User:Syndrome/crats
The sun was descending into twilight outside the windows of the talent agency as the old man prepared to close his dusty office for the day. After spending hours dealing with no-talent hacks showcasing some newfangled song or dance while he sat there with his head buried in his hands, he wanted more than to get back home to the safety of the family.
He had closed the window blinds and was standing in front of the door fishing for his keys when it was suddenly knocked upon. Sighing, the agent cracked open the door to see who it could be.
Outside was a tall man in a grey overcoat, panting lightly as if he had ran to get there in time. "I'm so glad you haven't left yet!" he beamed. "It's not every day I'm able to make a trip like this."
"And you are...?" the agent asked, with the reluctance of someone more polite than interested.
"Kronecker," he said in between pants. "Dave Kronecker. I had an appointment today?"
"Oh, yes... We had you down for 2:15," the agent said, displeased.
The man put his hand on the door as if to keep it open. "But you must understand! Our bus broke down fifty miles outside of town. We're lucky to have made it at all! Please, I can't return the children to the orphanage without giving them this chance. They've been training so hard for this! All they've done is talk about how excited they are to finally perform and--"
"All right, all right!" The agent threw up his hands and let the man come in. "I didn't know it was a children's act. My wife is always nagging me about not awarding enough contracts to children, the little buggers..."
Kronecker beamed a big smile, then turned to face the outside and whistled. In marched a line of children, of all ages and ethnicities, some with instruments comically too large for them. They wore red and gold uniforms that looked like they had been patched together from clothes at a thrift store. But each one of them had a patch sewn on to their shirts. It was a picture of a drum and underneath it read "Kronecker Orphanage Symphony Orchestra". After the last child had walked in, in came one more being pushed in a wheelchair. He was a small, sickly boy with a drum in his lap.
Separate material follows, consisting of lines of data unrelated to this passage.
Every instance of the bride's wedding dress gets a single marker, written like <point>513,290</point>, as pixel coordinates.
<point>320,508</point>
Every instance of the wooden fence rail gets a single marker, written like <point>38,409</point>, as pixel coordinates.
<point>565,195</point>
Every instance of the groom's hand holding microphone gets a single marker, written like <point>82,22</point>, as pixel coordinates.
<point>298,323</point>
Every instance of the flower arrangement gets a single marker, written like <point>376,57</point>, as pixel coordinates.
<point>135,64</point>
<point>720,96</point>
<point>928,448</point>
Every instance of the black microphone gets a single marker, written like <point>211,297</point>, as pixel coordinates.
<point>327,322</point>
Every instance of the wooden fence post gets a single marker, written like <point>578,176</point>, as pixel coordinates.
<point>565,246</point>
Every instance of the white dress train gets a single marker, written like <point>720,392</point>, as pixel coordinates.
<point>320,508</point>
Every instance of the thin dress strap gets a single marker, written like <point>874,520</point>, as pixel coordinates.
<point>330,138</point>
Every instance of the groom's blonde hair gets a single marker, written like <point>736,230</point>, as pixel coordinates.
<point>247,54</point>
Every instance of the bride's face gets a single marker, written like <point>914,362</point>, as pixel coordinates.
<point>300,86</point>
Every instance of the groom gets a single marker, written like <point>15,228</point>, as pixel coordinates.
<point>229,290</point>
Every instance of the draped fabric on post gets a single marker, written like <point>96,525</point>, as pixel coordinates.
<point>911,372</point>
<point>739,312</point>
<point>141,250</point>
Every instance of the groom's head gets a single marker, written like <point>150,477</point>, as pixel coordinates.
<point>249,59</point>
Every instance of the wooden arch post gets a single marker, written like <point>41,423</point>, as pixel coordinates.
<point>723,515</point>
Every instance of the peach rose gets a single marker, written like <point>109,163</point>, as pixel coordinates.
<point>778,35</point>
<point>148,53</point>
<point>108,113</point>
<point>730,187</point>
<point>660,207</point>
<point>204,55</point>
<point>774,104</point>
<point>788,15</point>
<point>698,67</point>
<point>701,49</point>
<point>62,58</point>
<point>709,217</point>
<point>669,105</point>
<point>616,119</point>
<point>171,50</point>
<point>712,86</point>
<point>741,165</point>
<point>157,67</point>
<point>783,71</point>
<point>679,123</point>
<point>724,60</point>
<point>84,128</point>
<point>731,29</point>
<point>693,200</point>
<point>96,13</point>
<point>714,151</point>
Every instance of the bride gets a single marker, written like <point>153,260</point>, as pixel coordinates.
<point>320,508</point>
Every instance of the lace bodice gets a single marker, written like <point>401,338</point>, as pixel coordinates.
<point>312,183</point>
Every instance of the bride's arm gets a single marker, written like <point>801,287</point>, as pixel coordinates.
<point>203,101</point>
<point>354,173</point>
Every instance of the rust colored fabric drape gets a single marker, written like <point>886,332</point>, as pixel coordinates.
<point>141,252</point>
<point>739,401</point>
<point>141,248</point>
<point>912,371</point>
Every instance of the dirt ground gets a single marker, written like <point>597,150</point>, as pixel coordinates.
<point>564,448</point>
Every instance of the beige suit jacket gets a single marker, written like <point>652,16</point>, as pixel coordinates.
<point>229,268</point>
The agent rolled his eyes at the overly cute display and allowed them to get set up.
"This piece is called 'Tribute to Humanity'," Kronecker said and then stepped out of the way.
The boy in his wheelchair, in the center of a stage, began tapping out a simple rhythm on his tom-tom drum. The wind instrument section started playing a melody following his rhythm, and the string section joined in harmony to make what sounded surprisingly like chords of a piano. It sounded uncannily like something Bach would have written.
Smoothly and without causing any sort of disharmony, the boy changed his rhythm slightly and immediately the classical song segued into one with more of an Afro-Caribbean flavor. Those without instruments took the stage and begin dancing in perfect coordination. With every change of the drummer boy's beat, the entire act moved to a different part of the world. At times it was a Franco-Iberian flamenco and then it was an Austro-Celtic jig.
By the time it had concluded on a Mongolian-punk riff, the agent could only sit there and stare in disbelief. With everyone looking at him waiting to see what he thought, he finally regained his composure and spoke. "That was... incredible. I've never seen an act like that before. What would you call that?"
Kronecker looked annoyed. "I already told you. We're the Kronecker Symphony Orchestra and that piece was--"
He was interrupted by the sound of someone breaking down the door. In came four gay Jew nigger-chinks, dressed in fine clothes that they stole from gentlemen who tried to offer then spare changed. As they walked across the floor, drool dripped off their buckteeth past their huge lips, and it was clear that they hadn't had watermelon or matzoh in a while.
"It's a-me", one of them said in a painfully stereotypical Italian accent. "We've a-come to take back our star."
"That's roight", said another in a Cockney accent. He was brown like a potato and unbathed like an Irishman.
"No." Kronecker stepped forward to put himself in between them and the children. One with a French mustache cowered as if to surrender but then realized he wasn't being attacked. "I don't know how you followed us here, but the answer is no. We've been over this before. This state doesn't allow gay couples to adopt."
"But we're not a couple, eh?" said the French Canadian one. "We're a foursome!"
"The answer is still no. Now, if you come close to little Johnny again, I'll have to call the police. Goodbye, Mr. Aristocrats," he said as he herded them out the door.
"I am not liking this, da?" The big Russian one said as he was being forced to leave. "Agent, see our act! We start with little Johnny and--" the door slammed after him.
The Kronecker Symphony Orchestra got the contract and were able to earn enough money to keep the orphanage open. But it didn't matter because they all died of AIDS anyway.